Thursday, January 11, 2007

did the commercial corporation actually originate in ancient india?

jan 11th, 2007
 
this is the implication of a new paper that i just glanced through, thanks to a friend.
 
i don't have a URL but i have a pdf file. the paper is from the u michigan law school:
 
'the economic history of the corporate form in ancient india', by vikramadiya s khanna, 2005
 
the author suggests that 'sreni', a form of trading entity, was close to a modern corporation in style, objective and setup. he also quotes widely from the arthasastra about the interesting tension between the raja and the sreni -- they needed each other, but neither wanted the other to become too powerful. as the raja's manual, the arthasastra is ingenious in suggesting ways in which to keep the sreni independent enough to generate tax revenues, but controlled enough that they did not become a power center and a threat. fascinating stuff.

4 comments:

bly243001 said...

Here is URL where paper is available

link

Ghost Writer said...

Interesting - I have not read the paper - hence take this comment for what it is worth (drivel perhaps....)..

It would be interesting to see how important (or vital) the profit-motive was in this corporate form.
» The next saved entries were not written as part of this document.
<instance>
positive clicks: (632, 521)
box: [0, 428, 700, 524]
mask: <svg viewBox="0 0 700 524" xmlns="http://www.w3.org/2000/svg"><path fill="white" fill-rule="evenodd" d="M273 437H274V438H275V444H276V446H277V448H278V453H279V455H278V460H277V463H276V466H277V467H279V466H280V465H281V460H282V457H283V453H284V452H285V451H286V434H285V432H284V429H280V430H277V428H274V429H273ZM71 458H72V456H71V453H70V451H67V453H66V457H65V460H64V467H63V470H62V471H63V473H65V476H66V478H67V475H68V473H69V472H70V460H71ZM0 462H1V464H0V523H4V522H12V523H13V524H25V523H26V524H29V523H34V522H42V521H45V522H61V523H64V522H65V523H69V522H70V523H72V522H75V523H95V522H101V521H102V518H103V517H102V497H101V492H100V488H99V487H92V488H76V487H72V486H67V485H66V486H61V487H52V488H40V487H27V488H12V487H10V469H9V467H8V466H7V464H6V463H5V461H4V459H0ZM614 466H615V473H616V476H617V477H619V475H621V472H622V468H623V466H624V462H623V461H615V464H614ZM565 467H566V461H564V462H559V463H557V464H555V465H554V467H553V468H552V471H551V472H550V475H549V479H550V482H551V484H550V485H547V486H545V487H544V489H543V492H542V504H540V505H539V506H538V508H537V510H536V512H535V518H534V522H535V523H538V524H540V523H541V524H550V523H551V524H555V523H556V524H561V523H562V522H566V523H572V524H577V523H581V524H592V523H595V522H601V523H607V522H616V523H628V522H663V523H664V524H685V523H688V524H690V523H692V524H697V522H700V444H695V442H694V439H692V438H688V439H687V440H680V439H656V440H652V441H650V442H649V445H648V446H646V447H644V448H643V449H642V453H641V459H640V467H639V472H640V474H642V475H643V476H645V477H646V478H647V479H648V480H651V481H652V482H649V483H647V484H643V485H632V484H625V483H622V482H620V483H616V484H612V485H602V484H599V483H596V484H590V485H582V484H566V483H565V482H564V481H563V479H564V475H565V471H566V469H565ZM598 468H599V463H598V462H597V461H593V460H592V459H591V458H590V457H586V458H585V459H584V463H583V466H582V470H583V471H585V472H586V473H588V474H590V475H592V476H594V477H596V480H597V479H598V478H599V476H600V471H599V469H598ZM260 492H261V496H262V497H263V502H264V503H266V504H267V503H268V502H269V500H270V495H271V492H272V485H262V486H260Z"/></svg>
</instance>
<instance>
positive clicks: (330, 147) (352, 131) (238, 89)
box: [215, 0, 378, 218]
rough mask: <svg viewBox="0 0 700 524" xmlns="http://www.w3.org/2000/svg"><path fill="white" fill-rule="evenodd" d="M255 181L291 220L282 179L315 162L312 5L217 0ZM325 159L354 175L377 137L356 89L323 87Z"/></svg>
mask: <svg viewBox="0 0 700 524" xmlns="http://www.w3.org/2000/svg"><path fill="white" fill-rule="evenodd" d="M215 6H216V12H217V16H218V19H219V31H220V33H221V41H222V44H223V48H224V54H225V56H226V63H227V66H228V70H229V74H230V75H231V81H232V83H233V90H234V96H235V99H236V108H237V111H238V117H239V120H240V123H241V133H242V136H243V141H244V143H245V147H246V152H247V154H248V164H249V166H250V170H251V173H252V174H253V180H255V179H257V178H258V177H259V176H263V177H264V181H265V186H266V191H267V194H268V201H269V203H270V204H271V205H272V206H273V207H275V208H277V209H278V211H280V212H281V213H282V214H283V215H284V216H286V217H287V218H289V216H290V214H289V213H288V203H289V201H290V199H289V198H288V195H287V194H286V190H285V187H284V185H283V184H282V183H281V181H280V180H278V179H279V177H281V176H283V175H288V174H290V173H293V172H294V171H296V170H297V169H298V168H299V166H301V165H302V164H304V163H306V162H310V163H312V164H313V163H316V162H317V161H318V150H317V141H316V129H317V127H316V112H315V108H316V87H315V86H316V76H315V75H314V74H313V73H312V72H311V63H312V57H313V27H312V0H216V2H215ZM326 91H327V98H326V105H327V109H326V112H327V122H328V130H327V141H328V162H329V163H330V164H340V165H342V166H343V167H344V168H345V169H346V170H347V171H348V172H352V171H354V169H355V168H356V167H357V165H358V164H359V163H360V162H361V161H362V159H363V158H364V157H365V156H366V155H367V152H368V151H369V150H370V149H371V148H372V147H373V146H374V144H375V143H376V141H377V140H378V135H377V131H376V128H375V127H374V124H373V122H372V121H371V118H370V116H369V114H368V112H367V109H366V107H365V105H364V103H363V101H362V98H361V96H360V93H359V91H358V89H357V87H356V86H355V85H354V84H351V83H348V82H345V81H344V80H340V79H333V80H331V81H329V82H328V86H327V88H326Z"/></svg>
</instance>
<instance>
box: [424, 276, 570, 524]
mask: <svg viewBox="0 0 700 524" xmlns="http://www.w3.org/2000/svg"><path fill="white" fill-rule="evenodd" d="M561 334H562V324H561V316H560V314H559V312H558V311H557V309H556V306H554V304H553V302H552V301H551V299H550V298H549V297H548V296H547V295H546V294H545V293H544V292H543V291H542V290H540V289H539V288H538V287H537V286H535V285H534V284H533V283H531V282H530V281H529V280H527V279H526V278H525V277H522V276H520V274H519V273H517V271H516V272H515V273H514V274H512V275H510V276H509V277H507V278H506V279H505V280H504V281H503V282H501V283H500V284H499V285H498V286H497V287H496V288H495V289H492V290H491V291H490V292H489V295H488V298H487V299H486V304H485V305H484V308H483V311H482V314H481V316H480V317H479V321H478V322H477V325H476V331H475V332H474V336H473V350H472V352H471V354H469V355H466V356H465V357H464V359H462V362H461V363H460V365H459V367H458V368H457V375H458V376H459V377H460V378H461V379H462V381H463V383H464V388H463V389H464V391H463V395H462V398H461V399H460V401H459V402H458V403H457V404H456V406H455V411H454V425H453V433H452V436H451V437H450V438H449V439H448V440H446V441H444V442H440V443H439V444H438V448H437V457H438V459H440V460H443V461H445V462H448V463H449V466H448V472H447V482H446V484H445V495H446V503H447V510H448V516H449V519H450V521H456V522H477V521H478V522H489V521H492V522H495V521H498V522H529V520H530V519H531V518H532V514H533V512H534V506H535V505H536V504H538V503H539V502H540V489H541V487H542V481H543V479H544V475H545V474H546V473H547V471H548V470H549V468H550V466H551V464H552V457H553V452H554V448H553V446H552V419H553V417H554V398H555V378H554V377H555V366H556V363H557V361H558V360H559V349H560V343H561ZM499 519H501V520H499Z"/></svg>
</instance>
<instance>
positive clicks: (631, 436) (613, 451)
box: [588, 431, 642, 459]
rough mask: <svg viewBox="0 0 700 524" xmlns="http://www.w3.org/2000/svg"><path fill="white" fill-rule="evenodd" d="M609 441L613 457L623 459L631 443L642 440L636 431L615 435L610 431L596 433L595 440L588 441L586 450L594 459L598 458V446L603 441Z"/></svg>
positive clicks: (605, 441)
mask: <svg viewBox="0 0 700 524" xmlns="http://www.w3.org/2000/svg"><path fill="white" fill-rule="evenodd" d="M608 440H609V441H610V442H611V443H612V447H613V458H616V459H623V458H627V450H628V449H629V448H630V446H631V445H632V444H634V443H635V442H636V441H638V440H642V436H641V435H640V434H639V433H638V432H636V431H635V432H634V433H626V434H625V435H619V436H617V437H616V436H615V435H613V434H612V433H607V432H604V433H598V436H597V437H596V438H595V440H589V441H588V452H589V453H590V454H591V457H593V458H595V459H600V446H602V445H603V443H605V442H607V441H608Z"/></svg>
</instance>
I must say that the modern corporation is against the Hindu instinct (this is not a denigrating "Hindu Growth rate" rant). The idea of collective ownership of business for the purpose of profit driven by the consumption impulse - does not really have a Hindu touch and feel to it.
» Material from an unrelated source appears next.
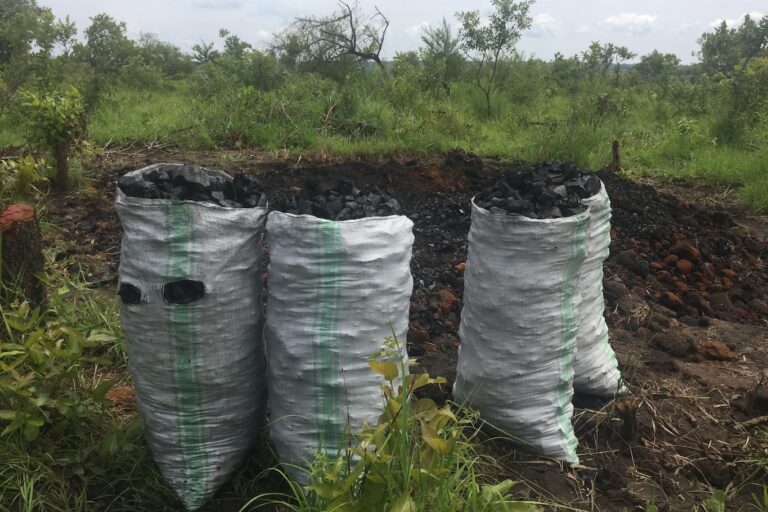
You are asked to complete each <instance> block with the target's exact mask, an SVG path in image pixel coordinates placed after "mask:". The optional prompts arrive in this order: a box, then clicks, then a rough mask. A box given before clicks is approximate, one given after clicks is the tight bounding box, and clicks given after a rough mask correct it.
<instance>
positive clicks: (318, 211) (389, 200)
mask: <svg viewBox="0 0 768 512" xmlns="http://www.w3.org/2000/svg"><path fill="white" fill-rule="evenodd" d="M286 211H287V212H288V213H298V214H301V215H314V216H315V217H319V218H321V219H328V220H338V221H342V220H352V219H362V218H365V217H386V216H389V215H399V214H400V203H398V202H397V200H396V199H394V198H393V197H390V196H389V195H387V194H386V193H384V192H382V191H381V190H380V189H379V188H378V187H371V188H370V189H366V190H360V189H358V188H357V187H355V186H354V185H353V184H352V183H351V182H349V181H345V180H341V181H339V182H338V184H337V185H336V186H335V187H333V188H331V187H328V186H325V185H321V184H319V183H316V182H313V181H308V182H307V183H305V185H304V188H302V189H300V191H299V193H298V194H297V195H296V196H295V197H294V198H293V200H292V201H291V204H290V206H289V207H288V208H287V209H286Z"/></svg>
I would suggest that collective ownership for the general good perhaps may better describe it. The more I think about Ancient India the more I am convinced that it was based on volunteer-ism. From building grand temples, to defending kingdoms, to generation of wealth by the householder to 'subsidise' the intellectual and scientific (anyone remember Bhiksha given to the Brahmin student) - all have a feel of collectivism. However, this collectivism does not seem to be based on the consumption impulse.

That said it may have been a case of the inheritance-based power (king) vs. the merit based power (the alleged corporate form).

virat0 said...

Ghost Writer, the definition of corporation is different in that paper.